闇堕ちへの誘い(いざない)②
スタスタと歩みをすすめながら、ダメージデニムのイケメンは話を続けた。
「お姉さん、かわいいですね!芸能界に興味ありませんか?」
ことわっておくが、わたしの容姿はごく一般的。
飛び抜けて目を見張るような美人だとか、学校で話題になるようなかわいい子、というわけではない。
至って普通、地黒だし、背は小さいし、スタイルだって中肉中背で、可もなく不可もなくと言った具合だ。
芸能界だなんて自分とは無縁で、わたしとは全く違う煌びやかな人種が活躍する場所だと思う。
「え?わたしなんて一般人なので、芸能界なんてとても無理ですよ。笑」
「いやいや、お姉さんかわいいから!僕達今ね、地方で原石を探そうってことで、今日も東京からかわいいコを探しにきてるんだよね!
ほら、東京の子って声掛けられ慣れちゃって、こうやって話も聞いてくれないしね。」
そういう事ね。それでセダン何台かで数人で移動してきたってわけか。
東京から小一時間程にあるこの街はほどほどに田舎で人間性も全体的にのんびりだ。発掘プロジェクトにはおあつらえ向きなんだろう。

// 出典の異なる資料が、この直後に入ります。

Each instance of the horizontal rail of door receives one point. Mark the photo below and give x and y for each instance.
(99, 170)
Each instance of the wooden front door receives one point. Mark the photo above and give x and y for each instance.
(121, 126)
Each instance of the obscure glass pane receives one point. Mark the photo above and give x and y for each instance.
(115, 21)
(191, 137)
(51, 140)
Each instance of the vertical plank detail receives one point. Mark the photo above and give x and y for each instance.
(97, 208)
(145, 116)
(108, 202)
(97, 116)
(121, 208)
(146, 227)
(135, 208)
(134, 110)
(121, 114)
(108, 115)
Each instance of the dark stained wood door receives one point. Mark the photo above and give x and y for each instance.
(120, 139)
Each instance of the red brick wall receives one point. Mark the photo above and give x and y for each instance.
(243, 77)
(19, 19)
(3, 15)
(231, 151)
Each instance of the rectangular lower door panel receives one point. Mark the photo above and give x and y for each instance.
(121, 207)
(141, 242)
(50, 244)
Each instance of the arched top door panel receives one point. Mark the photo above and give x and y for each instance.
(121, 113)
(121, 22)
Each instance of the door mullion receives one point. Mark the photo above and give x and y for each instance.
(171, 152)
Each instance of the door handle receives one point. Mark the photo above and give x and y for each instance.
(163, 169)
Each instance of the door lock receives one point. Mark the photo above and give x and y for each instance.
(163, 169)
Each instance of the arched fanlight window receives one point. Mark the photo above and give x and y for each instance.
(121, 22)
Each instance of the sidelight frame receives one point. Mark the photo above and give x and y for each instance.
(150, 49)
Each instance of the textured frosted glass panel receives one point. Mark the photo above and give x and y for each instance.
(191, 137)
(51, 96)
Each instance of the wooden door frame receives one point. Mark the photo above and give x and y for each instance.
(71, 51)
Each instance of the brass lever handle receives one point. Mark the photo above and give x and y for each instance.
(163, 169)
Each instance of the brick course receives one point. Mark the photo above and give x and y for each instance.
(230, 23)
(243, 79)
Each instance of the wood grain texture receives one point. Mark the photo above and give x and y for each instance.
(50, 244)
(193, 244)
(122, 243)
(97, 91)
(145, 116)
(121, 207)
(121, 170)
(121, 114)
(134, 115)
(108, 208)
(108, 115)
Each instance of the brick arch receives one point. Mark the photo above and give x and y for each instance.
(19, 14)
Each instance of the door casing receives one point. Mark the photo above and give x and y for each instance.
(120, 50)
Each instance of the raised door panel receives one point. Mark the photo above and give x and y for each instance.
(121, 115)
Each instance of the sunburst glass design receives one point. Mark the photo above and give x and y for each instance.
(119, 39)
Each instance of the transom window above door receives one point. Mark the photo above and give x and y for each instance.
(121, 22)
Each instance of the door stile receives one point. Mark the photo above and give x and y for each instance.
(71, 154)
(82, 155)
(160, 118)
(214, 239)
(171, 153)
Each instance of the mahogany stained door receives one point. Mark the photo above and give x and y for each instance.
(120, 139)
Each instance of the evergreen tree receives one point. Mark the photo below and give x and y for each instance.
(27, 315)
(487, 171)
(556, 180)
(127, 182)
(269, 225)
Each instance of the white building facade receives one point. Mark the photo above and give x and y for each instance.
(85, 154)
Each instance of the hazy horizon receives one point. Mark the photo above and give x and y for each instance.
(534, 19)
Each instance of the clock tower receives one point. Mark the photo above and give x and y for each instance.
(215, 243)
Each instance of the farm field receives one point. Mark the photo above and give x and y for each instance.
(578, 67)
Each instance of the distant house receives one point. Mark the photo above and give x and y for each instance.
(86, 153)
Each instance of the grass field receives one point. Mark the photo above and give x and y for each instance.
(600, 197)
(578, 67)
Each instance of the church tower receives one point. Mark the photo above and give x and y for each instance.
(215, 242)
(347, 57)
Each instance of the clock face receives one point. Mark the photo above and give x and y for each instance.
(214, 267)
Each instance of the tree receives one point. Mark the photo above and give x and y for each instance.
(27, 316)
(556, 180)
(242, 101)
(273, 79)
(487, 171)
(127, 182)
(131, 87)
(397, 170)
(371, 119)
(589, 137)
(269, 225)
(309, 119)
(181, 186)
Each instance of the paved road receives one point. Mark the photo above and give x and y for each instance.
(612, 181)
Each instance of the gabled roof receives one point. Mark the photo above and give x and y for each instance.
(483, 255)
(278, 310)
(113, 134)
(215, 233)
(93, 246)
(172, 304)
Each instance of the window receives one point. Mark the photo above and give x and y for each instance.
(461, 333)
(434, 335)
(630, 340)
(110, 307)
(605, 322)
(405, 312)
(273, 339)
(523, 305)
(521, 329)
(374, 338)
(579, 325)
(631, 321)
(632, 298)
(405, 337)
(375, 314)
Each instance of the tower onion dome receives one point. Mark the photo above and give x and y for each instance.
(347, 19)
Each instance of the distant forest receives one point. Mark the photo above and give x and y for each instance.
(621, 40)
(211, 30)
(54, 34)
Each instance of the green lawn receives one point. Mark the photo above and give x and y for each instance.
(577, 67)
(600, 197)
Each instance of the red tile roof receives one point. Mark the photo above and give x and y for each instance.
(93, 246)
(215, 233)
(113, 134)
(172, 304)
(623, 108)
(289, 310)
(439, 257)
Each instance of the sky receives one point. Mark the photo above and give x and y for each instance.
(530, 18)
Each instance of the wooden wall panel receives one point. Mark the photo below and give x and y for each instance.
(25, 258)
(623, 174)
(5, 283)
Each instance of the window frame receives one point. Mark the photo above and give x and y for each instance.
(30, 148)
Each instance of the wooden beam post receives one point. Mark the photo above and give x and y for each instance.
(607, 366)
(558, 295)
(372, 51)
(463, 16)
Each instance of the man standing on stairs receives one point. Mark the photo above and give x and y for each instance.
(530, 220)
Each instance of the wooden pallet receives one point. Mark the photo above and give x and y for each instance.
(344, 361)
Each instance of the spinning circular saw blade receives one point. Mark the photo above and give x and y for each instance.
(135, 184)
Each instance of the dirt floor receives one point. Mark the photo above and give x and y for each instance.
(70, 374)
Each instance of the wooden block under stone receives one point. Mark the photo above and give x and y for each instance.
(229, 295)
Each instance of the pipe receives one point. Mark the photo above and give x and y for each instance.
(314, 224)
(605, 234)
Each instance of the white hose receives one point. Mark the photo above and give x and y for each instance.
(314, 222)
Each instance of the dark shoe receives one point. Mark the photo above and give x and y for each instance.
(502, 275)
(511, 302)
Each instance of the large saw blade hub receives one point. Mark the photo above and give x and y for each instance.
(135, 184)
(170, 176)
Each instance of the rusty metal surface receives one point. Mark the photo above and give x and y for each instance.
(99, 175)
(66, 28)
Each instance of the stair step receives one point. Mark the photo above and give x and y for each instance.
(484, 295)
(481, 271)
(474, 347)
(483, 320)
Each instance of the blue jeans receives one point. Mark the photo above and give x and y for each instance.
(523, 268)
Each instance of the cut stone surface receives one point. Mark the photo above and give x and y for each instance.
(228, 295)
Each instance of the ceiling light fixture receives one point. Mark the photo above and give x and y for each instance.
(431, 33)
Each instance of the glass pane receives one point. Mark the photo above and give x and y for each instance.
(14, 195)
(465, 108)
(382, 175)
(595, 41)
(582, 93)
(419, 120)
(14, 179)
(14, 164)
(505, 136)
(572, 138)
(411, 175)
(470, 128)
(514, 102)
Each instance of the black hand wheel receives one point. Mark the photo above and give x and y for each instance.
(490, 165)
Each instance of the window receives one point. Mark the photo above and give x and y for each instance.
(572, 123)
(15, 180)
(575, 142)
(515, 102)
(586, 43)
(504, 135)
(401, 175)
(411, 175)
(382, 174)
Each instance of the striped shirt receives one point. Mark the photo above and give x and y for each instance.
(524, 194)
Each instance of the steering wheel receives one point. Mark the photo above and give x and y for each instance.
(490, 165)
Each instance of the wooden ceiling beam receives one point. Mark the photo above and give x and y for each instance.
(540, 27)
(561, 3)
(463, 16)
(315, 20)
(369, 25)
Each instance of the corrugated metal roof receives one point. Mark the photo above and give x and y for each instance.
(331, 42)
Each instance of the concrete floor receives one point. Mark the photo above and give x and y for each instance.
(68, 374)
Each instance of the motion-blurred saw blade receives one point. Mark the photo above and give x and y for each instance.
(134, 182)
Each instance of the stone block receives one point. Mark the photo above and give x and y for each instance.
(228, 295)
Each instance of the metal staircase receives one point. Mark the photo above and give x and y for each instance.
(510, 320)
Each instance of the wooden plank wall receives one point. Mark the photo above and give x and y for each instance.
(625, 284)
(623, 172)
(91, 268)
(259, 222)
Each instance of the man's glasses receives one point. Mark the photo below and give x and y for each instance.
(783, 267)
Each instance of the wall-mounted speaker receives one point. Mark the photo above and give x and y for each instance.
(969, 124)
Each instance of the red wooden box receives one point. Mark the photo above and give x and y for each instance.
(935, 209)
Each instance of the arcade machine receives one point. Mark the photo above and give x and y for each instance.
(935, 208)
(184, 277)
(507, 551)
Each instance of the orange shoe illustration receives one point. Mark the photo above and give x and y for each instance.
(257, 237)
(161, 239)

はぁ……と、わたしは小さくうなずいた。 あまりにも現実味がなさすぎて、ピンとこない話だった。それにうさんくさい。
「良かったら電話番号教えてもらえな……」
「あ、お断りします。」
被せ気味で答えた。
イケメンとはいえ、怪しい見知らぬ人間に心は開けない。それにその"発掘プロジェクト"とやらだって、本当の話か定かではない。見えすいたお世話に乗せられて話を鵜呑みするほど単純ではないぞ。
ダメージデニムのイケメンはわたしとまるでカップルかのような距離感で一緒に歩きながら、なおも諦めずに話を続ける。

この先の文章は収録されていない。